Bruno Nouzille thinks the issue of fully automated air transport in fact entails two separate questions. The first is whether a fully automated aircraft will one day be able to perform a complete flight from take-off to landing. The answer is probably ‘yes’. The capabilities of the latest drones and automated onboard functions have unquestionably improved flight safety, but they have made avionics systems far more complex in the process. The result is that the flight crew is now much more focused on monitoring, managing and programming these systems and less focused on traditional roles.
The second question has more to do with the ability of system software to deal with all types of situations, given that a whole range of unexpected events may arise in the course of a flight. Future systems will need to think and make decisions like a human — and liability in the event of an accident would logically be transferred from the flight crew to the system designers. So while the trend towards more automation will continue, we are still going to need a pilot in the cockpit for the foreseeable future.
For Bruno Nouzille, the need for crews to live with ever more complex and automated systems and functions calls for a paradigm shift in human-system interaction. The crew will assume a mission management role, while systems will execute explicit actions in the pilot’s frame of reference rather than their own.
To meet this new challenge, Thales is developing two innovative concepts for the short, medium and long term.
The first is an integrated human-system interface (HSI) that will be human-centric and independent from the system architecture. This concept is well suited to the modern cockpit, as we have already seen with Avionics 2020, which transcends the world of windows, icons, menus and pointers (WIMP) to offer an intuitive, integrated experience on large-format interactive touchscreens, and with the TopMax eyes-out head-worn display offering an almost unlimited field of view.

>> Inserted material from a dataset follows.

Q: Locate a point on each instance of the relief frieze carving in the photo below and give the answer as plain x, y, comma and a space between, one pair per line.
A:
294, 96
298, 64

The second concept is Fly by Trajectory, which puts the pilot at the centre of the decision-making process while easing the crew’s workload. The objective here is to enable pilots to manage the aircraft's future trajectory more directly and with better safeguards, keeping the autopilot permanently engaged but retaining the ability to take over manual control at any moment if necessary.
The bottom line is that Bruno Nouzille thinks there will be pilots in the cockpit for a long time to come. But with flight crews working with increasingly complex automated systems, there will need to be significant changes in how humans and systems interact. Avionics architectures will also need to evolve so that HSI management remains in the flight crew’s frame of reference and keeps crew members at the centre of the decision process throughout the mission. Integrated HSI concepts and Fly by Trajectory are just the beginning of a new chapter in the continuing story of air transport automation!